[racket-dev] Fwd: [racket-bug] all/12642: #lang slideshow gets error message "module: this function is not defined"
A few minutes ago, Robby Findler wrote:
> I'm not sure I'm quite getting this. Is the idea that, if there is a
> #lang line present, DrRacket would always use that language. If there
> is no #lang line present, then DrRacket would use some other language,
> based on what was recently chosen in the language dialog?
I think that this is what Nick suggested in this thread, and Neil is
suggesting something more elaborate.
Something along these lines sounds like a good idea to me. There's
enough random pieces of code around that students might try and get
this very bad error message.
Maybe a milder version that instead of changing the language (which
can be confusing for the same students....) pops up some dialog with a
nice message, and suggeting to switch the language to the "use the
language declared in the source". It can have an "ok" button to
switch the language for you, and with an "always do this" checkbox you
get the above functionality when requested. (And that would be very
convenient for many people who teach & hack, making switches easier.)
BTW₁, sounds like Neil is suggesting something similar when there is
no #lang too, going back to some language that you choose (or guess).
BTW₂, how about renaming the "use the language declared in the source"
or "Determine language from source" language as the "#lang" language?
IMO it would look better as a header in the language dialog and on the
status bar language indicator.
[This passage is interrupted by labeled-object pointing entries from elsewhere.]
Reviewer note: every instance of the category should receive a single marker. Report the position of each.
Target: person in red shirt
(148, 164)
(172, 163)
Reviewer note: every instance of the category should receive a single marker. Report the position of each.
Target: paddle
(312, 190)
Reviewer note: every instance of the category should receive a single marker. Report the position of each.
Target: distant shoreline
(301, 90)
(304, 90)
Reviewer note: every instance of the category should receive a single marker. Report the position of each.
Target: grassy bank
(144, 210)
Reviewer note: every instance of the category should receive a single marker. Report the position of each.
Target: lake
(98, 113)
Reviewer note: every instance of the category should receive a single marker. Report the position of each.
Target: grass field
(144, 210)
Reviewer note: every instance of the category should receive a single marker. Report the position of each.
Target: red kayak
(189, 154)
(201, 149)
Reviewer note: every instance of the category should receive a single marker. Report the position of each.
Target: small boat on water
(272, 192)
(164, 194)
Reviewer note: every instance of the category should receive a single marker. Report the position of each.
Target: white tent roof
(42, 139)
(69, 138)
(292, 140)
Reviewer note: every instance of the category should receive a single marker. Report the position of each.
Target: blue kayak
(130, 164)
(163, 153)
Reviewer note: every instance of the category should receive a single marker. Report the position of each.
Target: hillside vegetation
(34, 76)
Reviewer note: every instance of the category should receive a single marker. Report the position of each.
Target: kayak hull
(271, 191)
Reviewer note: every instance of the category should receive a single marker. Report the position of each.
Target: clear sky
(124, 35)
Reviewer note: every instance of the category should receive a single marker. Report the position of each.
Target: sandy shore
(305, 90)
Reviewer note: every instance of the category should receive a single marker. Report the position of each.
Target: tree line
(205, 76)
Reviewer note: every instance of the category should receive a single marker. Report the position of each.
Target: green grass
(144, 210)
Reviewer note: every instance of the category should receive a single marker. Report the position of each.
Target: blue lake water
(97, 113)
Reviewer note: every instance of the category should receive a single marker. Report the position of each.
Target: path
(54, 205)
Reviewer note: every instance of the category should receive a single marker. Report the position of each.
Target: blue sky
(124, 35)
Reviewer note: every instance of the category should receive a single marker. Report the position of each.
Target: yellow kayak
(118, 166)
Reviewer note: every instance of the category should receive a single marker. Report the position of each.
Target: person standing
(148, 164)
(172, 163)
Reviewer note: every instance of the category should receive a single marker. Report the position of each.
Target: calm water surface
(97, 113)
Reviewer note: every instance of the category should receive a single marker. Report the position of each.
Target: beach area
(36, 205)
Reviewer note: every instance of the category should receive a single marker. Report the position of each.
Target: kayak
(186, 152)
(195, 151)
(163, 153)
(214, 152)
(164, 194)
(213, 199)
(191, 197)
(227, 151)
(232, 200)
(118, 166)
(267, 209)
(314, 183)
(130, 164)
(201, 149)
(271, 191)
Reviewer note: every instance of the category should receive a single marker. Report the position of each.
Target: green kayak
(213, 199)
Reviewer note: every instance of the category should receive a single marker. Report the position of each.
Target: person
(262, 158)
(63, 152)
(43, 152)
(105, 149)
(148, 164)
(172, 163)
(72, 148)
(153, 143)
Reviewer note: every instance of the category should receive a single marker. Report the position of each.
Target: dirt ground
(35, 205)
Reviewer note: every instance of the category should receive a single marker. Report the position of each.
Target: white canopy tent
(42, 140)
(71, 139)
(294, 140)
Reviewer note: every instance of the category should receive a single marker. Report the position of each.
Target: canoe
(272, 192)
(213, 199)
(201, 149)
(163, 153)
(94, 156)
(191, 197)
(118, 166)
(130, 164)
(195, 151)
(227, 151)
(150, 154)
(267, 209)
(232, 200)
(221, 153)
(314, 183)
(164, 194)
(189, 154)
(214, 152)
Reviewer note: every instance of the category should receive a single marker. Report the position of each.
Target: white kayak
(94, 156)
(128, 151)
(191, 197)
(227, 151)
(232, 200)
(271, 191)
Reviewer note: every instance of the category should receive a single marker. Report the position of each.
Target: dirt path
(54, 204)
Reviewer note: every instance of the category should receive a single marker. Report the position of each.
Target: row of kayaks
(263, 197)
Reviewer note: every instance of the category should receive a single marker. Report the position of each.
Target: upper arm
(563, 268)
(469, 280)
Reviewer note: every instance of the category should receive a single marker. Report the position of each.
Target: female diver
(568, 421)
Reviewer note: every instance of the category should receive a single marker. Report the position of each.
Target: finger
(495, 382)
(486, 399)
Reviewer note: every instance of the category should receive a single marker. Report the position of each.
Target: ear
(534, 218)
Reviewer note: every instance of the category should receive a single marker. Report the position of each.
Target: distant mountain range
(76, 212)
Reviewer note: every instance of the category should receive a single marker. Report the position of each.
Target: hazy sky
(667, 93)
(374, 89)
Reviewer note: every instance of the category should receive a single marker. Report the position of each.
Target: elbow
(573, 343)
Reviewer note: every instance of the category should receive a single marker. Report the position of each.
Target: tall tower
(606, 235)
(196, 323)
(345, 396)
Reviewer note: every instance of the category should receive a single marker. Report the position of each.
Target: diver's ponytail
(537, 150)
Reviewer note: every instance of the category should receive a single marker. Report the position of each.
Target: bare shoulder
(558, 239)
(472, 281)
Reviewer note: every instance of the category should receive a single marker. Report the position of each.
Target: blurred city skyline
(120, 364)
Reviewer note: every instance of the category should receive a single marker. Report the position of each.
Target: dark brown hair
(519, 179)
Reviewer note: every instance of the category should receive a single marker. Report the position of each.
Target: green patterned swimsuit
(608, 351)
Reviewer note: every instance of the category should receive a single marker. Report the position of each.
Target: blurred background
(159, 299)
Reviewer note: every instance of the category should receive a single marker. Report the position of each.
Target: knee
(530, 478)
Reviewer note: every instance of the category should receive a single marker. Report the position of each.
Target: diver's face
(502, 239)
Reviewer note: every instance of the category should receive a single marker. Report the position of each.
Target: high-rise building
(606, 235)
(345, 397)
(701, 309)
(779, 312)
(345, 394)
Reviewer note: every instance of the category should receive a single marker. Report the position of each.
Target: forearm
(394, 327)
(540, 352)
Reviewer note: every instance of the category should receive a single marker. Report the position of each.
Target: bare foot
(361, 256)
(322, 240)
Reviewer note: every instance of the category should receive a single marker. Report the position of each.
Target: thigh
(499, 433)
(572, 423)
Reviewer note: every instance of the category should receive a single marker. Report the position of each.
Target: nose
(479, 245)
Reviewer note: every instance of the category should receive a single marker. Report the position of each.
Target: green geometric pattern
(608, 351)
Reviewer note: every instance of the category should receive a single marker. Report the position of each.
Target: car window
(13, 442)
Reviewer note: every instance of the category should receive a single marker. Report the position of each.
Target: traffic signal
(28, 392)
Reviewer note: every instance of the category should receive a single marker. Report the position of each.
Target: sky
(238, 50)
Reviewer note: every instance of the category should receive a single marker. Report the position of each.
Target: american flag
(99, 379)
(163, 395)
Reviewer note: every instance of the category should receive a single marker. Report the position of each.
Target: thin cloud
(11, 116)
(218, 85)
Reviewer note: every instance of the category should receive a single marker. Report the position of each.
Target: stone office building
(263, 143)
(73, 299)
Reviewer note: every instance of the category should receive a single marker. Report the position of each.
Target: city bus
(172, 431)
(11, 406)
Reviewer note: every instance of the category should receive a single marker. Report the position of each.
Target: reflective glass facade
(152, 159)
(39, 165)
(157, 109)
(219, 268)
The long name is a description, not a
name, so it fits better the explanation part in the dialog.
> On Wed, Mar 21, 2012 at 10:47 AM, Neil Van Dyke <neil at neilvandyke.org> wrote:
> > How about a change to the purpose of the Languages control?
> >
> > Currently, I think of the control *selecting how to determine* which
> > language to use. Example settings "whatever #lang says", "Beginning
> > Student", etc.
> >
> > The control could be changed to *present the determination* (by #lang or by
> > some default), and only secondarily as a means to *change the determination*
> > (which might mean automatically changing the #lang in the file). The list
> > of override alternatives would be something like the languages that this
> > DrRacket instance knows about. There would not be a "whatever #lang says"
> > alternative, since that behavior is always the case.
> >
> > For determining the language when no #lang is present (such as when opening
> > a file without a #lang, or when creating a new file), the default could be a
> > preference setting, with alternatives like "Guess", "beginning-student",
> > "advanced-student", "racket", "racket/base"... and whatever other languages
> > this DrRacket knows. Default alternative would be "Guess", which I suspect
> > will work fine for most people.
> >
> > The "Guess" alternative in this preference could be some heuristics like
> > Emacs and the "file" command use (later on we could make these heuristics
> > extensible by packages that implement languages), and default to the last
> > #lang used. I suspect last-#lang-used would be fine, and any heuristics are
> > a bonus. (The heuristics might determine language of the file as distinct
> > from #lang languages, and for each file language, keep track of a
> > last-#lang-used. So, a heuristic might recognize Scheme as the file's
> > language, and then Guess would go and find what #lang the user last used for
> > a Scheme file. Again, last-#lang-used, with no heuristics, is fine 95%+ of
> > the time; heuristics are mostly for delighting the user with DrRacket's
> > cleverness the other 5% of the time.)
> >
> > Robby's suggestion of *always* requiring #lang is tempting, and I am close
> > to that, except that it would be nice to support languages that don't
> > syntactically permit #lang. For example, if we wanted to load up
> > JavaScript, XML, HTML, or Java files in DrRacket.